This edition focuses on the classification of redeemable noncontrolling interests and how different minority shareholder rights may lead to different financial reporting by the parent.
The M&A Standards1 changed how a parent reports the minority shareholder interests in a partially owned subsidiary in its consolidated financial statements. The minority shareholder interests, or noncontrolling interests (''NCI''), are generally presented within equity as if the parent and the minority shareholders have similar economic interests. Previously, NCI were generally presented between liabilities and equity (''mezzanine equity'').
In certain situations, however, the redemption rights held by minority shareholders may lead to mezzanine equity or even liability classification.

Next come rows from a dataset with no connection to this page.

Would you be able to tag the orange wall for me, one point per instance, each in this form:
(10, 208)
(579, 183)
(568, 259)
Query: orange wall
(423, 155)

The existence of such redemption rights may require complex accounting analysis and introduce earnings volatility.
This edition of Mergers & acquisitions - a snapshot focuses on the classification of redeemable NCI and how different minority shareholder rights may lead to different financial reporting by the parent.
1Accounting Standards Codification 805 (which incorporates FAS 141(R), Business Combinations), is the US Standard on M&A, and Accounting Standards Codification 810 (which incorporates FAS 160, Noncontrolling Interests in Consolidated Financial Statements, an amendment to ARB No. 51) is the US Standard on noncontrolling interests (collectively the "M&A Standards").